Hi All, I misspoke earlier - we have an index set of 195 F and 195 R that we use on rotation. Most labs don’t use quite this many - it really depends on your throughput

James Fellows Yates (james_fellows_yates@eva.mpg.de)
2022-08-01 10:21:52

@channel please can everyone move to the purple room!
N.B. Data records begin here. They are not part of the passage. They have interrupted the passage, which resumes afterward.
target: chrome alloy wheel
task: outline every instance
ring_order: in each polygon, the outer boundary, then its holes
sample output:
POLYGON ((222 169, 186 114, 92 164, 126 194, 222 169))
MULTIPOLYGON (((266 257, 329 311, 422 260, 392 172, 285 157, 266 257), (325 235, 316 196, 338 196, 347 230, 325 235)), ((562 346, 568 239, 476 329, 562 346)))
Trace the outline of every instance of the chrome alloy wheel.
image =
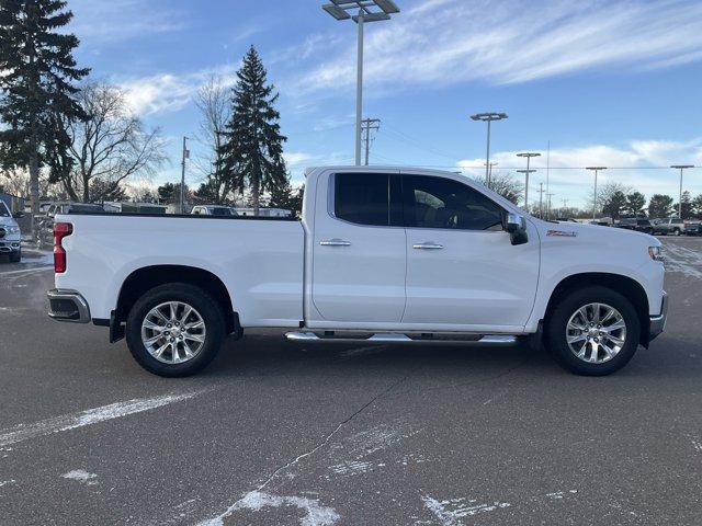
POLYGON ((588 304, 568 320, 566 341, 570 352, 589 364, 609 362, 624 346, 626 322, 614 307, 588 304))
POLYGON ((169 365, 188 362, 205 344, 205 322, 193 307, 167 301, 154 307, 141 323, 141 343, 159 362, 169 365))

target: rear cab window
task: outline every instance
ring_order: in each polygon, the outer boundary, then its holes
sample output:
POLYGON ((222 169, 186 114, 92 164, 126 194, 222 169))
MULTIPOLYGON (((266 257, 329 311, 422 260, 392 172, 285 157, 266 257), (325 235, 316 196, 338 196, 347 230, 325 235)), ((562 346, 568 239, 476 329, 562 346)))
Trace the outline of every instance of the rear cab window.
POLYGON ((333 175, 333 216, 376 227, 502 230, 503 209, 451 179, 393 173, 333 175))

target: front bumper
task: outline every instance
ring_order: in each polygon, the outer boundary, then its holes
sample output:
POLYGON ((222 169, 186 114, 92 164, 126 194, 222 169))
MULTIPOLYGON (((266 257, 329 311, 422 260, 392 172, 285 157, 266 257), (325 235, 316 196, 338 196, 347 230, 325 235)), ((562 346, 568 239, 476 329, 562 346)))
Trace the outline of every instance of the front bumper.
POLYGON ((53 288, 46 293, 46 297, 49 318, 72 323, 90 322, 88 301, 76 290, 53 288))
POLYGON ((648 341, 652 341, 660 334, 666 328, 666 319, 668 317, 668 294, 663 293, 663 302, 660 306, 660 315, 650 317, 650 325, 648 329, 648 341))

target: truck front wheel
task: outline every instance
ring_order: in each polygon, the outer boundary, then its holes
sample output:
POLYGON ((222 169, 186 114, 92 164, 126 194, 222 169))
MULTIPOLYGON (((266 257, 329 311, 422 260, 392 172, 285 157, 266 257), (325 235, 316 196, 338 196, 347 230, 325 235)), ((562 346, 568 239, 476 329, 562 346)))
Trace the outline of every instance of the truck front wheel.
POLYGON ((641 324, 634 306, 607 287, 562 297, 546 320, 546 344, 558 363, 586 376, 612 374, 638 348, 641 324))
POLYGON ((134 358, 158 376, 199 373, 217 355, 225 323, 217 301, 202 288, 169 283, 141 296, 127 317, 134 358))

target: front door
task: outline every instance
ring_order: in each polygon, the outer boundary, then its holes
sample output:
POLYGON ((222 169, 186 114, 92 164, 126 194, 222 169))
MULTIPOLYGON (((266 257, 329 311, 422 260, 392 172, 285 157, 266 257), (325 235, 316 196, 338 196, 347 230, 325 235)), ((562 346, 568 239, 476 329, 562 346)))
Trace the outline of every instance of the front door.
POLYGON ((523 327, 539 281, 539 239, 512 245, 501 206, 456 179, 403 175, 407 307, 403 323, 480 331, 523 327))

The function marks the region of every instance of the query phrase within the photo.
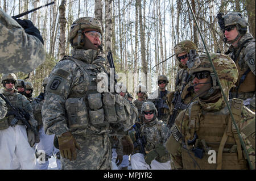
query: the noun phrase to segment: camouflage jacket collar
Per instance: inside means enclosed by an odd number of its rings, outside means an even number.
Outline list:
[[[154,120],[151,121],[150,122],[148,122],[148,123],[144,122],[144,124],[145,125],[145,127],[152,127],[152,126],[154,126],[155,124],[156,124],[157,121],[158,121],[158,119],[156,118],[156,119],[155,119]]]
[[[3,94],[4,95],[16,95],[18,94],[18,90],[16,89],[14,89],[14,93],[11,93],[11,92],[6,90],[6,89],[4,89],[3,91]]]
[[[98,52],[93,49],[84,50],[75,49],[72,51],[72,57],[88,64],[92,64],[97,58]]]
[[[245,35],[242,36],[240,40],[238,40],[237,46],[236,47],[234,47],[232,45],[231,45],[230,47],[229,47],[229,50],[231,52],[237,50],[240,48],[241,45],[243,44],[243,43],[245,41],[246,41],[247,40],[251,38],[253,38],[253,37],[251,33],[245,33]]]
Raphaela St (raphaela_stahl@eva.mpg.de)
2022-08-01 10:36:48

@Raphaela St has joined the channel

Christina Warinner (warinner@shh.mpg.de)
2022-08-01 11:26:28

Hi All, there were some great questions earlier about sequencing. Here are two additional tips: You want to match your expected DNA length to your sequencing chemistry. Illumina sequencing kits come in a few flavors depending on the instrument model, typically 100 cycle, 150 cycle, and 300 cycle kits. You can use these to sequence single end (SE) 100 bp, 150 bp, or 300 bp; or you can use them to do paired end (PE) sequencing of 2x50 bp, 2x75 bp, or 2x150 bp. Some sequencing centers also allow you to use the 300 cycle kit to do 2x100 bp. You want to match your sequencing chemistry to your DNA. For example, imagine you are sequencing a really important set of libraries on a NextSeq (with 2-color chemistry). Your TapeStation says that your mode DNA length is 60 bp (with some spread on either side). I’d recommend using 2x75 bp sequencing. That will allow you to sequence everything up to 150 bp, which is probably almost all of your data. This will maximize your sequencing efficiency and get high quality, high confidence data. You DO NOT want to sequence with 2x150 bp chemistry. Beyond being a waste of money (because you are paying for sequence data you won’t get), it will also reduce the calculated basecalling of the run and could cause it to fail. This is because by the time the instrument reaches cycle 120 or so, you will have probably already sequenced almost everything that is there and now most of the clusters will just be showing black. This will cause the instrument to have trouble locating the clusters, and the software is likely to interpret this as an error and stop the run or flag your run as failed. So, a good rule of thumb for ancient sequencing is as follows: 2x75 bp or 2x100 bp for ancient microbial DNA; 2x150 bp for modern DNA (for genomic DNA sheared to 500 bp). That will give you the best possible data.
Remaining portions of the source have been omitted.